As far as the date the picture was taken, here is what I think: If you have other suggestions I would be happy to hear from you. Because we were discussing the “NAP” bicycle in a different history segement, the two bicycles in the photo are fresh in my mind and are a strong, and maybe the only hint, as to the date. In my opinion, there were few young boys in Nappanee with families that could afford to have a “NAP” bike. I’m guessing that the two boys are the sons of John Coppes, Marvin & Ivan. Marvin was born on Aug. 22, 1881, and Ivan was born on Nov. 21, 1883. I was a young boy once, and I have asked several people their thoughts as to the age of the boy in front holding the Bicycle.  Our consensus is about 10-11 years old. As I said, Marvin was born in 1881 (if in fact this is Marvin), that would make the picture dated about 1891-92. As I stated, that is an educated guess.

Let us look at the other people in the picture. The first question is what are the children doing there? I’m thinking one of the younger boys that are standing could be an actual employee of the company. Look at the young man (third from left, in first standing row) proudly standing with the “MEN”. Jobs that were mundane, such as sweeping up, picking up trash, helping carry smaller items were jobs for young boys, also with smaller salaries. The reason for the other youngsters in the picture is any ones’ guess. Were they sons of the workmen, that brought their father’s lunch to them and stayed for the picture? Were they neighborhood children that hung around the factory because that was more interesting than anything else they could do. If the Coppes children could be in the picture, why not sons of the workmen?

On a similar note, we have, in the Coppes paper Collection, employment applications from the 1920s-30. In these applications are boys as young as 12-13 years old looking for permeant employment. Several were hardship cases where the child was the oldest male in the family and needed to become a breadwinner for his family.
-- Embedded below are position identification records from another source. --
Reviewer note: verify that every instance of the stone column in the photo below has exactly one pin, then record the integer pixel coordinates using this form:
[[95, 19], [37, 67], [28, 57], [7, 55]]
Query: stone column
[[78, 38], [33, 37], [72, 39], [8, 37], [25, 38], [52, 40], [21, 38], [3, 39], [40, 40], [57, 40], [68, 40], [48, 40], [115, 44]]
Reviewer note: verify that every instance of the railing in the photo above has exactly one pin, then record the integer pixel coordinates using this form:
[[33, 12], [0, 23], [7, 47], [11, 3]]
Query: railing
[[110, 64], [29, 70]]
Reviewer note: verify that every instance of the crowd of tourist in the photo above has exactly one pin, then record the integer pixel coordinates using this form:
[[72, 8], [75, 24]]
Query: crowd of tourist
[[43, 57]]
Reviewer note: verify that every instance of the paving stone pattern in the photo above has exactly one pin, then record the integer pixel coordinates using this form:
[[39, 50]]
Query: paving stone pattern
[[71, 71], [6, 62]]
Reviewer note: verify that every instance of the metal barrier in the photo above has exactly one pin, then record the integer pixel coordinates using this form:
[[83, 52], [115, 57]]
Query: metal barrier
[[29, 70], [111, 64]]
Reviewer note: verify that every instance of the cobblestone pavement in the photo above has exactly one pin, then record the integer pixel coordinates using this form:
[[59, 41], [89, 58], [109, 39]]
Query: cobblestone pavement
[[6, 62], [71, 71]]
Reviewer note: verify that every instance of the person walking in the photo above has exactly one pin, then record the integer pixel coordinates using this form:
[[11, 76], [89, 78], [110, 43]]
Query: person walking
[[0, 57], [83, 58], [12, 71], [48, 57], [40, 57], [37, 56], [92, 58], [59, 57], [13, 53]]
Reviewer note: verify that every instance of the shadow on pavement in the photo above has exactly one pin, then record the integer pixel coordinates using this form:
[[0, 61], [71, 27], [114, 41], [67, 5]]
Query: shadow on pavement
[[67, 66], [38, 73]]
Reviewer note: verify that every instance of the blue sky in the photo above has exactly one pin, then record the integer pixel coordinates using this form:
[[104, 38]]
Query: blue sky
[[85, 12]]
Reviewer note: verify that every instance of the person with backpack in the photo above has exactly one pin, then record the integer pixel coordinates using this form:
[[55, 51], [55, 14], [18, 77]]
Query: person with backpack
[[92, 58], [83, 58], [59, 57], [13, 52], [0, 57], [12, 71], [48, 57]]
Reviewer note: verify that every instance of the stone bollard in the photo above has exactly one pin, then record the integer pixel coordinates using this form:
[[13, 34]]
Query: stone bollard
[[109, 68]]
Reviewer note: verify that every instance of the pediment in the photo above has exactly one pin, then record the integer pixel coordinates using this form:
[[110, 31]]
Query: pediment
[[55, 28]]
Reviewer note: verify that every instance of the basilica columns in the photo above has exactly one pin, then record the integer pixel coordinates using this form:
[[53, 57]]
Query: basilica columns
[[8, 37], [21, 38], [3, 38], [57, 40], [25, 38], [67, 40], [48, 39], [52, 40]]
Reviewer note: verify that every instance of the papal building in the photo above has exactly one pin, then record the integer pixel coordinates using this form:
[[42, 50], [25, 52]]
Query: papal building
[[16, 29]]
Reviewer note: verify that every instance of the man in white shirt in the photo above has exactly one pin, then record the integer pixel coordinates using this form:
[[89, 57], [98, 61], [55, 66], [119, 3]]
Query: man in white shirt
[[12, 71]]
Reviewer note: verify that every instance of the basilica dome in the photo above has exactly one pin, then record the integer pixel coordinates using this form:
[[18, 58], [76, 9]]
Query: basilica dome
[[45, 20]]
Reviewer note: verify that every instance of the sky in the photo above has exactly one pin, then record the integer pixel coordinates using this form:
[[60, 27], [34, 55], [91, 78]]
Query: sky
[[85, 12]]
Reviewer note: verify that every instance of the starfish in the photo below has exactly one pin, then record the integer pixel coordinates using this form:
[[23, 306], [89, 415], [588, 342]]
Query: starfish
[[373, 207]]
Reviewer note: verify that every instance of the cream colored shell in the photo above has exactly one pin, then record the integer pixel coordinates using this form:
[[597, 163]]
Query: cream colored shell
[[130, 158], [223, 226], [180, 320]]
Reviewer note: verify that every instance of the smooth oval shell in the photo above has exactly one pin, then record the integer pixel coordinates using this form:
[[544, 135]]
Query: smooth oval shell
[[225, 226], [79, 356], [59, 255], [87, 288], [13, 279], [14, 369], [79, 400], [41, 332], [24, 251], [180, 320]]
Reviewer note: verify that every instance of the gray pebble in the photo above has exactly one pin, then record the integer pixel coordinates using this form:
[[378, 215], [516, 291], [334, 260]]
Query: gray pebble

Check out the two men standing on the right side of this photo – better dressed than most of the other men. Could these two men be John & Frank Coppes?  If the man on the right is Frank, he would be 32 years old, and John Coppes would be 34 years at the time of this picture. I don’t know if it is John and Frank standing there, but I would sure like it to be them. But that brings up another question: Where is Daniel Zook?  In 1890 Sam Coppes left the company and Dan Zook joined with John & Frank to make the company name Coppes Bros. & Zook Company.

Check out the well-dressed man at the left end, could this be the “Mr. Spencer, has been retained as superintendent of the factory” after the purchase by the Coppes Bros.

Also notice that everyone with the exception of Ivan has a hat on their head or in their hands, and only two pairs of glasses in the whole bunch.

What was the graffiti on the brick? Looks like the letters  “HU”, someone has tried to rub it away.

Does anyone notice the difference in the brick building from then to as it is today?

Click HERE to see a list of Coppes Bros. & Zook Co. employees from an 1892-3 Coppes Bros. & Zook ledger.  At this time (1891-94) the company was operating the flour mill, the sawmill, the retail lumber store, wholesale lumber sales, the shipping box mfg. co. and custom lumber milling (windows & doors, etc.). This ledger has lists of employees for the pay period every week. The number of employees differs from one pay period to the next. Only in a few examples does the ledger tell us the job that the employee had. For example, one Jno. H. Felty’s name was usually followed by “nailing boxes”.  In most cases, the names are listed under “LABOR”. Other reoccurring jobs were hauling boxes to Elkhart and sawing trees.